Rasa malu itu ini sebenarnya merupakan budaya. Misalnya perempuan di 
Arab mungkin akan merasa malu apabila wajahnya kelihatan oleh sebab 
itulah mereka pakai burka, tetapi kebalikannya di Eropa banyak orang 
berbugil-ria dipantai tanpa adanya rasa malu sedikitpun juga. 

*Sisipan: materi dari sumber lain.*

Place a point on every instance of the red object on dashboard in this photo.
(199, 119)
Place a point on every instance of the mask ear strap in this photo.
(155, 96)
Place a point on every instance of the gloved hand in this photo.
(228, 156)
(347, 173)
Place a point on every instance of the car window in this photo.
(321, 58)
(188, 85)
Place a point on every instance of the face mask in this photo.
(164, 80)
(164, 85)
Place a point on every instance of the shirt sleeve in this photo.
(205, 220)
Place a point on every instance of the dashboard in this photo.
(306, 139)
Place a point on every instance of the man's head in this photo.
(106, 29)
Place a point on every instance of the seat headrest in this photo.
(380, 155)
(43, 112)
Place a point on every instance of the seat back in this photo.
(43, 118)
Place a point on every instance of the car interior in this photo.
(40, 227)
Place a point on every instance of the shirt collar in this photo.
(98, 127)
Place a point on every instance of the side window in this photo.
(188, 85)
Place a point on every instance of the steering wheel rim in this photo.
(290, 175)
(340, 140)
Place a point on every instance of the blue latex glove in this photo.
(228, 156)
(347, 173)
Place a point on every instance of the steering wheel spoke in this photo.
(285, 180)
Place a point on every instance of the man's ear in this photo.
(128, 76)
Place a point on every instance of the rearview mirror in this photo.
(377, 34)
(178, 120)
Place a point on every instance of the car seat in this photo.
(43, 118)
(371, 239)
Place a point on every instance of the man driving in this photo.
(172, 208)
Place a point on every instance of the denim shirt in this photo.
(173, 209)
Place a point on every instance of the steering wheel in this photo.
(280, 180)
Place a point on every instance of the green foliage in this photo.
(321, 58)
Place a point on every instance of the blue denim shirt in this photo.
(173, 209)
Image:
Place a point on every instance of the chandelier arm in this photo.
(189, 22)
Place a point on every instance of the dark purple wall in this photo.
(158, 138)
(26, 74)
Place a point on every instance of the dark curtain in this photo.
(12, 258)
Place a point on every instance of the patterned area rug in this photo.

Rasa malu ini sebenarnya merupakan ciptaan dari orang tua maupun 
lingkungan kita. Masih terngiang-ngiang oleh saya perkataan dari Ibu 
atau Ayah saya dimana mereka mengatakan: "Apakah tidak malu tuh, 
kalau kelihatan/ketahuan sama tentangga, teman atau …..

Maka dari itulah rasa malu ini juga sering digunakan sebagai senjata 
entah untuk mendidik ataupun untuk mempermalukan musuh ataupun 
saingannya. Dengan cara menyebarkan gosip di media ataupun 
dilingkungan kampung khusus untuk mempermalukan seseorang. Disamping 
itu rasa malupun bisa digunakan sebagai senjata untuk memaksa 
seseorang melakukan sesuatu umpamanya untuk membayar hutang, rajin 
belajar, kerumah ibadah ataupun bekerja.

Rasa malu seseorang timbul berdasarkan pengalaman, ketika kita 
menjadi buah tertawaan orang, ataupun ketika kita dipermalukan orang 
dihina maupun dicemoh oleh sebab itulah juga timbul pepatah: sehina 
semalu.

Rasa malu dapat membuat orang menjadi depresi, bahkan tidak jarang 
orang bunuh diri, karena rasa malu misalnya di Jepang yang memiliki 
budaya rasa malu yang tinggi. Walapun demikian mereka tidak disebut 
sebagai bangsa pemalu, orang jadi pemalu apabila tidak memiliki Pe-
De (percaya diri sendiri). Rasa malu juga bisa mendorong orang 
melakukan kejahatan. Orang jadi maling, karena merasa malu tidak 
memiliki kendaraan bermotor !

Rasa malu bisa saja timbul tanpa disebabkan oleh kesalahan kita 
sendiri, melainkan karena keadaan yang membuat diri kita jadi malu 
misalnya dilahirkan dikeluarga miskin, tidak memiliki pendidikan 
tinggi, tidak memiliki pekerjaan, tidak memiliki wajah cantik.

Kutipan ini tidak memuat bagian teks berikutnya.